I was asked how to handle a situation where a daughter wants a tattoo, but the parent does not want to see a tattoo on her body.
I responded that the most effective approach is to induce the daughter to influence herself. The key to this approach is asking reflective questions and prompting the daughter to evaluate. Here are some reflective questions that I shared with her:
“How about making a list of all the advantages and the disadvantages of getting a tattoo and then comparing the responses?”
“Project ahead five years. Is the short term fun worth the long-term frustration when you will want it removed?”
“Remembering that the emotion of making the decision will not outlast the emotion of being sorry if you want it removed, what are the consequences if you decide to remove it?”
We so often want to protect our children from something we as parents believe they will regret. But people learn by their decisions. As long as the decision is not life threatening or harmful, the most effective approach is for the parent to allow young people to reap the consequences of their own decisions.
Another way to think about the situation is that it becomes a problem to the parent when the parent labels it a problem. The most effective approach may not get what the parent desires, but is that so critical?

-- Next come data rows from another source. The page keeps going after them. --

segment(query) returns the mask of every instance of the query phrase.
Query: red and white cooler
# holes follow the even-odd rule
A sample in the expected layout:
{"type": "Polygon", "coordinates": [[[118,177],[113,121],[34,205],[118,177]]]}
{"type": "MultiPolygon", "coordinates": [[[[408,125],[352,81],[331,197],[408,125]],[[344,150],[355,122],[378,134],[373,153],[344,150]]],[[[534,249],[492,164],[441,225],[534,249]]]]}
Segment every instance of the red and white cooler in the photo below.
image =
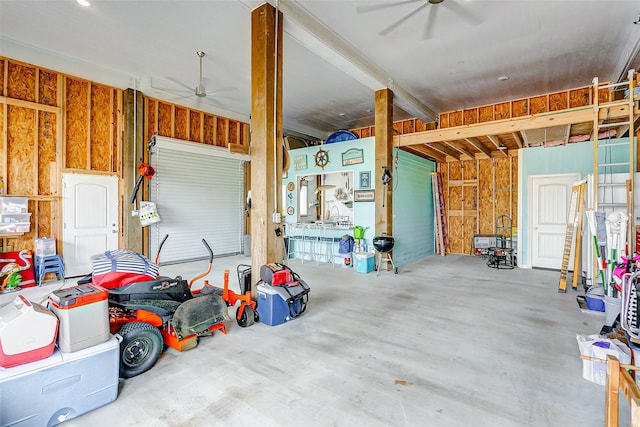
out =
{"type": "Polygon", "coordinates": [[[0,366],[9,368],[49,357],[55,348],[58,318],[51,310],[18,295],[0,308],[0,366]]]}

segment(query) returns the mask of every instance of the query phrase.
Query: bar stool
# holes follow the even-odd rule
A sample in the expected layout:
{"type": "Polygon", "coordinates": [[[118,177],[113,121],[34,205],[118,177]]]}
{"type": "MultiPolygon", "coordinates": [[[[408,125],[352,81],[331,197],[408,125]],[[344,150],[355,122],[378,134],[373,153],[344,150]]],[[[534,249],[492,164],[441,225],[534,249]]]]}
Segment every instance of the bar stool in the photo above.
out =
{"type": "Polygon", "coordinates": [[[38,286],[42,286],[42,280],[47,273],[55,273],[58,280],[64,279],[64,262],[62,255],[36,256],[36,275],[38,286]]]}

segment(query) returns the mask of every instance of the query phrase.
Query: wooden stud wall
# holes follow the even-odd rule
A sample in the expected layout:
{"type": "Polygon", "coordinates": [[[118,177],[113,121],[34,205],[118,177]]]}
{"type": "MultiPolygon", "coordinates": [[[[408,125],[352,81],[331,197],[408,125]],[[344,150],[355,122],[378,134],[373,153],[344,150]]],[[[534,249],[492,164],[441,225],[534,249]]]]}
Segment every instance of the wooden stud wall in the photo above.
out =
{"type": "Polygon", "coordinates": [[[119,89],[0,57],[0,177],[32,214],[30,232],[3,236],[4,251],[60,243],[62,172],[119,172],[121,100],[119,89]]]}
{"type": "MultiPolygon", "coordinates": [[[[423,132],[425,130],[432,130],[435,128],[435,123],[425,123],[420,119],[407,119],[393,122],[393,133],[396,135],[423,132]]],[[[366,126],[362,128],[351,129],[351,132],[353,132],[358,138],[368,138],[370,136],[376,136],[375,126],[366,126]]]]}
{"type": "Polygon", "coordinates": [[[438,163],[442,173],[449,248],[469,254],[475,234],[494,234],[496,218],[517,227],[517,156],[438,163]]]}
{"type": "MultiPolygon", "coordinates": [[[[609,101],[610,97],[611,94],[608,91],[602,91],[600,94],[601,102],[609,101]]],[[[515,99],[464,110],[447,111],[439,115],[439,127],[449,128],[474,123],[486,123],[531,114],[586,107],[591,103],[592,87],[583,86],[524,99],[515,99]]]]}
{"type": "Polygon", "coordinates": [[[153,135],[160,135],[218,147],[238,144],[248,149],[248,133],[247,123],[145,98],[146,141],[153,135]]]}

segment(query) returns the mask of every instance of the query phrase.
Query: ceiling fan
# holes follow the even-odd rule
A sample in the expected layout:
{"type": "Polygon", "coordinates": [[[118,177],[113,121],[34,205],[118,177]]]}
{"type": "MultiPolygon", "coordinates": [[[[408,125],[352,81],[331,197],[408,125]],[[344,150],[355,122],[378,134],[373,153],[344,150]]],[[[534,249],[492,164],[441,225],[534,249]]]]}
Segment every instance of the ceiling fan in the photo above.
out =
{"type": "Polygon", "coordinates": [[[411,18],[413,15],[417,14],[422,9],[426,8],[427,6],[431,6],[431,7],[428,9],[429,16],[427,17],[427,25],[425,26],[424,32],[422,34],[423,40],[431,38],[431,32],[433,30],[433,26],[436,20],[436,15],[438,13],[438,10],[440,10],[442,7],[446,7],[450,9],[455,14],[457,14],[458,16],[460,16],[461,18],[463,18],[464,20],[466,20],[472,25],[477,25],[480,22],[482,22],[482,20],[478,16],[476,16],[474,13],[472,13],[468,9],[456,3],[455,0],[446,0],[446,1],[445,0],[403,0],[403,1],[396,1],[391,3],[378,3],[378,4],[369,5],[369,6],[361,6],[361,7],[358,7],[356,10],[358,13],[374,12],[381,9],[387,9],[395,6],[401,6],[401,5],[412,4],[412,3],[419,3],[419,4],[411,12],[407,13],[406,15],[402,16],[400,19],[394,21],[387,27],[380,30],[378,34],[381,36],[386,36],[387,34],[391,33],[393,30],[398,28],[400,25],[402,25],[409,18],[411,18]]]}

The parent will find that the best chance of the daughter’s not getting a tattoo and retaining good relationships is by (1) letting the daughter know that the parent will love her whatever she chooses (after the parent lets the daughter know that the parent detests her having a tattoo), (2) by the parent’s empowering her with the choice (after expressing the parent’s desires), and (3) by the parent’s prompting the daughter to reflect on the short-term peer influence of external motivation versus the long-term decision of internal motivation over not succumbing to such peer influence.